Outfielder Juan Soto The San Diego Padres on Friday agreed to a one-year, $23 million contract to avoid arbitration, sources tell ESPN, in what is expected to be the richest deal on a day when hundreds of players settle their salaries for the 2023 season.
The arbitration process allows players with more than three years of major league service to negotiate their salary with teams for the upcoming season. In cases where the parties can’t reach terms on a deal by Friday’s deadline, they trade numbers which they then take to an arbitration session, where a three-person panel hears a case and chooses a side.
Soto, 24, is in his third year of arbitration, where he was one of a handful of so-called Super 2s — players who qualified after two or more seasons in the major leagues — and previously made $8.5 million and $17.1 million in the system. With another judging cycle to go, Soto has a good chance of success Shuhei Ohtaniwho agreed a $30 million deal this winter, for the largest salary ever for an arbitration-eligible player.

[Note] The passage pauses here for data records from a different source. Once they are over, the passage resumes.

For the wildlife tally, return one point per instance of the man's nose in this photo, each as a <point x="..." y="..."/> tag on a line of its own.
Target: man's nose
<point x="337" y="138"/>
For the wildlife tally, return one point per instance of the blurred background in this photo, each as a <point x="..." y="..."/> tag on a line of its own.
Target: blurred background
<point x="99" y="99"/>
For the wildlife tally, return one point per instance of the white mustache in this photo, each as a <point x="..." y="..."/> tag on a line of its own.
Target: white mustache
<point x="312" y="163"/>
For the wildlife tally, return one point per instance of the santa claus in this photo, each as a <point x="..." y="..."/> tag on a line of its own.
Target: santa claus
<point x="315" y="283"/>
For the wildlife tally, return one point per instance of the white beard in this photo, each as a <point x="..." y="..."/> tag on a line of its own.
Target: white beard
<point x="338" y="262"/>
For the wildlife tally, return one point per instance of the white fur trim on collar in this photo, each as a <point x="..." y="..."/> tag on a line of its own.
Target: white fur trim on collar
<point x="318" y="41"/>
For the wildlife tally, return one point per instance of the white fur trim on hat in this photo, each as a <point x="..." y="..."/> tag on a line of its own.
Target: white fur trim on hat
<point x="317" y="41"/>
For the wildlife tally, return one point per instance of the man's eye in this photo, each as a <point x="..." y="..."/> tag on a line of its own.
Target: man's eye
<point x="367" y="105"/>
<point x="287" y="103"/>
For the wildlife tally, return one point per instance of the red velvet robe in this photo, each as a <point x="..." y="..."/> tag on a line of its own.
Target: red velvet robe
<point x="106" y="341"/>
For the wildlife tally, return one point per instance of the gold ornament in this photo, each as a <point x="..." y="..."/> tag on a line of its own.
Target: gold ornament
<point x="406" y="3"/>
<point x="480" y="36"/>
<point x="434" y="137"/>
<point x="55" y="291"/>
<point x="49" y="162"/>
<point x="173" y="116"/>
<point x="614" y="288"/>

Ohtani, 28, is set to arrive in free agency after the 2023 season and could ask for the first $500 million-plus deal in baseball history. Soto, who rejected a 14-year, $440 million contract from the Washington Nationals before being traded to San Diego before a July deadline, has access to free agency after the 2024 season and could find himself in the same financial neighborhood.
Others who have made big paychecks as deals are completed in the late morning and Friday afternoon include:
While players who don’t settle by Friday often end up at hearings in February, they are free to negotiate with teams and reach terms beforehand. The Seattle Mariners announced that they had failed to reach agreements with three players, including a football player Teuscar Hernandezwhich they acquired in this winter’s trade.